The Crown further submitted that the decision by Parliament, on 1 June 2005, to increase the maximum penalty for this offence from two years’ imprisonment to 10 years’ imprisonment sent a clear and unmistakeable message as to the seriousness with which conduct of this kind should be viewed. The sentence in this case was the same as that imposed in Wassef. There, this Court had made plain that a sentence of a little over one third of the maximum could fall within the range even without any aggravating features being present.
Finally, it was submitted that the figure of two years and six months’ imprisonment as the maximum for this offending, put forward by the prosecutor on the plea, had in no way been binding upon the sentencing judge. That latter submission is, of course, plainly correct.[5]
[5]Campisi v The Queen [2010] VSCA 183, [20] (Maxwell P, Bongiorno JA and Beach AJA).
With regard to the appellant’s contention as to excessive cumulation, the Crown submitted that no error of that kind had been demonstrated. The failure to render assistance was separate and distinct from the offence of dangerous driving, even though it followed immediately afterwards, and was consequential upon that offence.
The Crown also relied upon this Court’s observation in R v Hogan[6] that:
The discretion to order cumulation between counts is a very broad one. It should not be unduly circumscribed.
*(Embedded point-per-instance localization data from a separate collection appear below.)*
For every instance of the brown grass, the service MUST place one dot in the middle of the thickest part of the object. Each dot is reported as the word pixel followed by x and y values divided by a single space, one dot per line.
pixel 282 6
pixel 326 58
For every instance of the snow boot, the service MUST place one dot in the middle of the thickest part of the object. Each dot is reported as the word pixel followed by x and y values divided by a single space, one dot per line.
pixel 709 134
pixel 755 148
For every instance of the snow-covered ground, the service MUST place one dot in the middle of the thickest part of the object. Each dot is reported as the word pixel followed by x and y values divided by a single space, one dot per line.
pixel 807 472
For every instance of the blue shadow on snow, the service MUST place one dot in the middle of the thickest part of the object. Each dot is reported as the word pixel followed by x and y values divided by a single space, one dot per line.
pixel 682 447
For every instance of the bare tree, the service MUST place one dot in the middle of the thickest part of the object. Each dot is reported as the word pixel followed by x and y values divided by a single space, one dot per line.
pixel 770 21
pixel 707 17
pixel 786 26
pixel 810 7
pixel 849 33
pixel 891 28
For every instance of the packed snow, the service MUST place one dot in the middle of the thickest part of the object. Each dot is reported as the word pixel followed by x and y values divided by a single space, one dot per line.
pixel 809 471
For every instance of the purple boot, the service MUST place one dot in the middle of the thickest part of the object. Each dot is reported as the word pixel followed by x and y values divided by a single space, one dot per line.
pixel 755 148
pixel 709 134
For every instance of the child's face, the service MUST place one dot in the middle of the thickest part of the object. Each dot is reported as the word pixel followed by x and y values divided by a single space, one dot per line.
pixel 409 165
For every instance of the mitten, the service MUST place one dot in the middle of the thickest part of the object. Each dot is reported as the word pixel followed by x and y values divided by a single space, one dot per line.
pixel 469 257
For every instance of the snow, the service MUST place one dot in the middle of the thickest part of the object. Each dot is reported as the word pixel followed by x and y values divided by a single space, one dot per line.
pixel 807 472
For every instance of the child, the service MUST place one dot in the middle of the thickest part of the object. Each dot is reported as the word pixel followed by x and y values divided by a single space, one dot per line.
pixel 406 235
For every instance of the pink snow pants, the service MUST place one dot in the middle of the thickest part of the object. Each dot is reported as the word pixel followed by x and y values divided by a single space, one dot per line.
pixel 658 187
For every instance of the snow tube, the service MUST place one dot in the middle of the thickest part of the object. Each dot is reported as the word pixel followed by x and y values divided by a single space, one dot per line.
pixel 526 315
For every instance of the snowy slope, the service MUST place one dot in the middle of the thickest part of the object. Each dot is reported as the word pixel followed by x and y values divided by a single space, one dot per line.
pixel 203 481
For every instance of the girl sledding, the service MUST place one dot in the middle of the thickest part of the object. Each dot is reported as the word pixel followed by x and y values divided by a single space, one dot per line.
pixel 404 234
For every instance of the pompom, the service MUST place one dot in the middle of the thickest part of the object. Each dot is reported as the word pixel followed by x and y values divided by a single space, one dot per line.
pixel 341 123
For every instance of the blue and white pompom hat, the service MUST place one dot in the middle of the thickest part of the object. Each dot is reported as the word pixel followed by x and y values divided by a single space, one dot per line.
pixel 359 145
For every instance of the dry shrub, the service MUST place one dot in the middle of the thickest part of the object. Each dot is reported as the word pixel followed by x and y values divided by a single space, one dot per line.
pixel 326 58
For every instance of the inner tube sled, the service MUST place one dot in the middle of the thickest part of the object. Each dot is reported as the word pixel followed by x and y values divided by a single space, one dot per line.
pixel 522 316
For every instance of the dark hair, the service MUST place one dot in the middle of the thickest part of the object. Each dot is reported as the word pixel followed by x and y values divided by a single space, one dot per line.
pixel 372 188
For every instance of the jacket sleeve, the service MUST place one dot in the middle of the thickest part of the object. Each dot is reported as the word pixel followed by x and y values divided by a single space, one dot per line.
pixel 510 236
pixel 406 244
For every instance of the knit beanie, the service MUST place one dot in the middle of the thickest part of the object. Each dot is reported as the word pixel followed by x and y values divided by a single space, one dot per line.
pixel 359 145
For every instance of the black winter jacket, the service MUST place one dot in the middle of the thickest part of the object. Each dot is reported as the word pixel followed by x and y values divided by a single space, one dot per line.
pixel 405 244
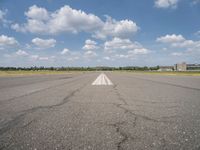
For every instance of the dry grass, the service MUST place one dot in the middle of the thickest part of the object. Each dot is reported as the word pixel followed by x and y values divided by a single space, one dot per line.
pixel 25 73
pixel 184 73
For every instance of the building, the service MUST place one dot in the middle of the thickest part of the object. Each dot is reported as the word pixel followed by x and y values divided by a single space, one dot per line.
pixel 166 68
pixel 193 67
pixel 180 67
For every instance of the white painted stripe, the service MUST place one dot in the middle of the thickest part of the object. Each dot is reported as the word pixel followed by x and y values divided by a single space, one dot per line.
pixel 102 79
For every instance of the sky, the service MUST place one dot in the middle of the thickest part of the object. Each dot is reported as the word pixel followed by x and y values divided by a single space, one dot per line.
pixel 99 32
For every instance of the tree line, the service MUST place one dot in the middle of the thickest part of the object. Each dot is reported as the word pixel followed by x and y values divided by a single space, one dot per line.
pixel 136 68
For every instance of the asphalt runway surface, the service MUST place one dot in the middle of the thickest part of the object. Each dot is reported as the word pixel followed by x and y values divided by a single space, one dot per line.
pixel 133 112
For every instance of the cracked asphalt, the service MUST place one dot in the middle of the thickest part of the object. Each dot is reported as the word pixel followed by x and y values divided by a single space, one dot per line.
pixel 137 112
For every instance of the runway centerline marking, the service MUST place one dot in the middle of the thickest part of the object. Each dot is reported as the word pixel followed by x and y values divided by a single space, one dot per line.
pixel 102 79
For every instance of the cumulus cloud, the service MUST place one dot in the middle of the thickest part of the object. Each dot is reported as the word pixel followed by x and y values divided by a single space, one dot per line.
pixel 139 51
pixel 90 54
pixel 115 28
pixel 124 48
pixel 166 3
pixel 65 51
pixel 37 13
pixel 176 54
pixel 67 19
pixel 21 53
pixel 178 41
pixel 121 44
pixel 3 19
pixel 170 38
pixel 44 43
pixel 90 45
pixel 7 41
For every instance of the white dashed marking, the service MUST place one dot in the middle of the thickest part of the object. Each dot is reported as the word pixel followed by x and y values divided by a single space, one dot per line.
pixel 102 79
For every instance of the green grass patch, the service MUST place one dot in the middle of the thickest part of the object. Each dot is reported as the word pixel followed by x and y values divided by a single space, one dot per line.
pixel 175 73
pixel 31 72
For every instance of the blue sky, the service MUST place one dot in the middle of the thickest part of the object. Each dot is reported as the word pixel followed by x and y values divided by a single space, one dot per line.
pixel 99 32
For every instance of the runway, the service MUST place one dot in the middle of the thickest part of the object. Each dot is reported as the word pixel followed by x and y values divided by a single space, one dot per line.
pixel 100 111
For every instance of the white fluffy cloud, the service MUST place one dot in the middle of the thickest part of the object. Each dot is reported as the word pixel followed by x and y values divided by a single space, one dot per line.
pixel 170 38
pixel 115 28
pixel 179 42
pixel 21 53
pixel 139 51
pixel 121 44
pixel 44 43
pixel 37 13
pixel 90 45
pixel 90 54
pixel 166 3
pixel 7 41
pixel 65 51
pixel 124 48
pixel 66 19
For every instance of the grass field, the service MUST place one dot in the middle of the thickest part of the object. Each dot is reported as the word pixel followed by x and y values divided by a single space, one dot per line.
pixel 48 72
pixel 183 73
pixel 24 73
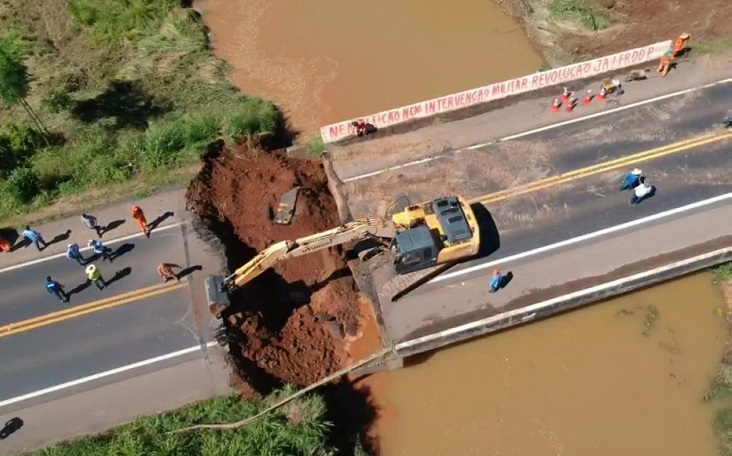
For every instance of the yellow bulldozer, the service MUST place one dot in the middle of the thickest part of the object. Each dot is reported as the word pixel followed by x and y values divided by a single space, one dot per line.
pixel 423 240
Reasonable minds will differ as to whether cumulation should be ordered and if so in what amount.
[6][2008] VSCA 279, [29] (Maxwell P, Redlich JA and Robson AJA).
Conclusion
In my respectful opinion, the sentence imposed on charge 2 was manifestly excessive. It fell clearly outside the range reasonably open to the sentencing judge for this particular offending.
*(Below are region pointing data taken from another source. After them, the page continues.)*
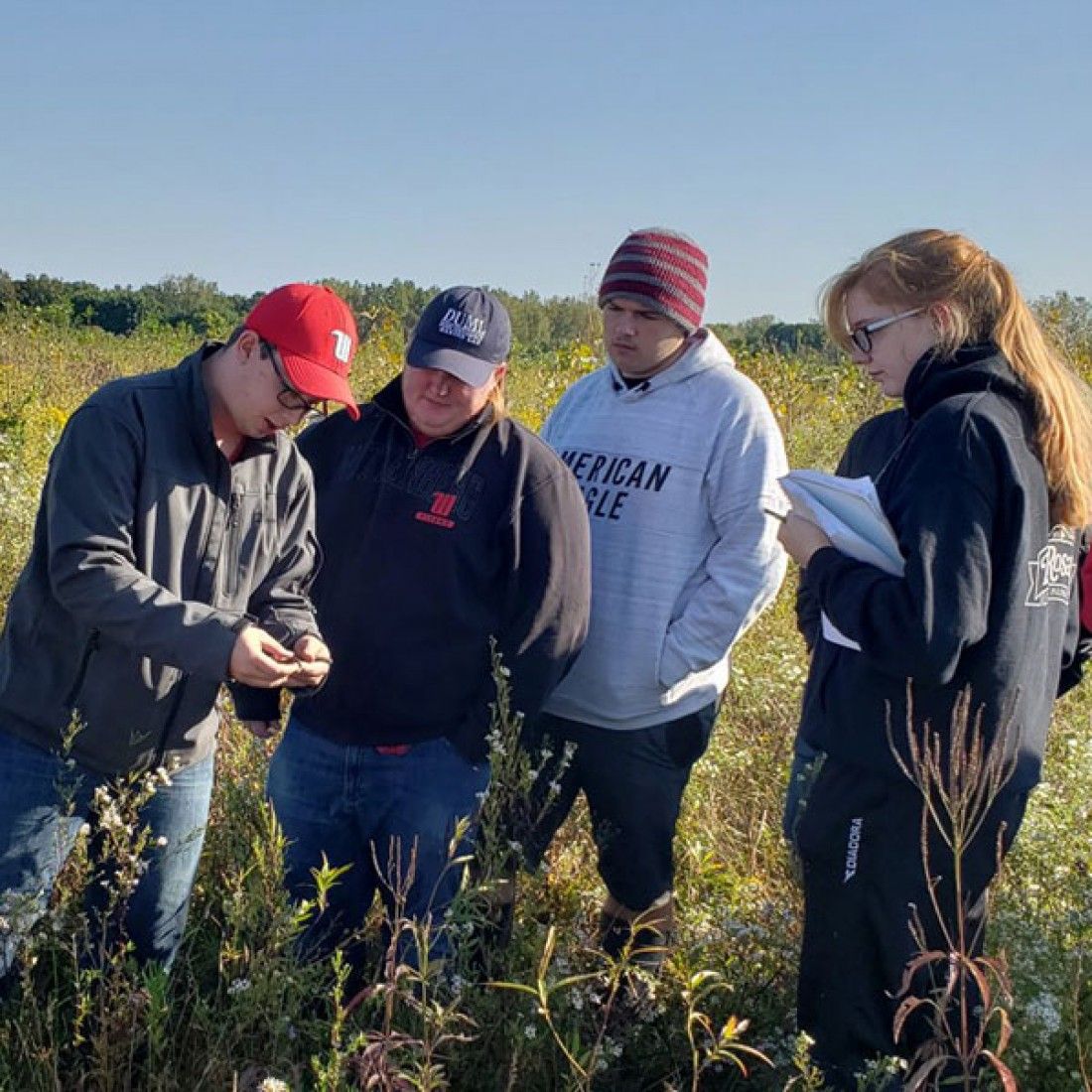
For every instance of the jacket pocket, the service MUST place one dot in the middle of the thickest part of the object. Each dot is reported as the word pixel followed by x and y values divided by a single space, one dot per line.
pixel 251 542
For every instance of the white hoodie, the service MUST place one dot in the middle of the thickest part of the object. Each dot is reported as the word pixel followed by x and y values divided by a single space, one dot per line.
pixel 675 473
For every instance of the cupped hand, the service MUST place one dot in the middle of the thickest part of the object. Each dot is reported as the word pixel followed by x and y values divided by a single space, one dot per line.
pixel 801 537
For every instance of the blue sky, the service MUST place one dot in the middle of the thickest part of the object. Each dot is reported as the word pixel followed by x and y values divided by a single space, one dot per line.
pixel 515 144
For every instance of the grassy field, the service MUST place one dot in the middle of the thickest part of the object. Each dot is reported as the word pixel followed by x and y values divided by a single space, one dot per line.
pixel 239 1014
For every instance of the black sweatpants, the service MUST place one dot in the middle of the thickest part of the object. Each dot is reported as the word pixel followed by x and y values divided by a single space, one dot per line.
pixel 860 840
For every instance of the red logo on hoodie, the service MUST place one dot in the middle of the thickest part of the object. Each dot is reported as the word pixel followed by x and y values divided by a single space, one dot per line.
pixel 443 503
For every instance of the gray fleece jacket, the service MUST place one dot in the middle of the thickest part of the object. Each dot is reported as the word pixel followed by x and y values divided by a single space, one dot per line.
pixel 150 553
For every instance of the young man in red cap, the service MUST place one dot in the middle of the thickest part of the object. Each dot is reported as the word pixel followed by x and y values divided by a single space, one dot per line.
pixel 676 454
pixel 173 552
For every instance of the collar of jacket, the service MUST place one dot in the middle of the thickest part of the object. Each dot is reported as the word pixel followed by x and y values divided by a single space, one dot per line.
pixel 971 369
pixel 705 351
pixel 189 374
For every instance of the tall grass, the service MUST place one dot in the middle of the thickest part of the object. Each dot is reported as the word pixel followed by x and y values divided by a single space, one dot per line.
pixel 239 1013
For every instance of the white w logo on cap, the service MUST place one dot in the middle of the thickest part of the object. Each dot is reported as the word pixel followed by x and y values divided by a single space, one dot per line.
pixel 342 345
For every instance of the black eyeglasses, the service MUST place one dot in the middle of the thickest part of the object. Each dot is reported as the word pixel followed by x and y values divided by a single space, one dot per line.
pixel 288 396
pixel 862 337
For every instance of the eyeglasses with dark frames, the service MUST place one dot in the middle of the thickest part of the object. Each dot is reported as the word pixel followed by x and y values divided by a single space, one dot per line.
pixel 288 396
pixel 862 337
In arriving at this conclusion, I do not accept the appellant’s submission that this was not a serious example of failing to render assistance. Clearly, in my view, it was. However, when one gives proper weight to the principles in R v Verdins,[7] (that her Honour accepted were applicable in relation to this charge), and couples that with the various other mitigating factors that were present, a sentence of three years and six months’ imprisonment was outside the range.
[7](2007) 16 VR 269.
It has often been said that the ground of manifest excess admits of little argument. It might also be said that the conclusion that a particular sentence was manifestly excessive requires little elaboration. For the reasons put forward on behalf of the appellant, with the exception of his characterisation of this offending as ‘not a serious example’ of this offence, the sentence on charge 2 should be set aside.
In my opinion, the appellant should be resentenced to two years’ imprisonment on charge 2.
The question remains, however, whether there should be any change to the 12 months’ cumulation ordered on that charge upon the base sentence fixed on charge 1. In my view, there should not. Her Honour was entirely justified in concluding that there should be some cumulation upon that base sentence, given the separate and distinct nature of the offence of failing to render assistance. An additional 12 months strikes me as being apt.
It follows that although the appeal should be allowed, and the sentence on charge 2 reduced, the total effective sentence should be maintained at five years and
three months. The same can be said of the non-parole period of three years. In my view, her Honour’s sentence was entirely appropriate. Any lesser period of incarceration would fall short of meeting the requirements of general and specific deterrence, and would fail adequately to denounce this offending.
HARPER JA:
I agree with the learned presiding judge.
T. FORREST AJA:
I also agree with the learned presiding judge.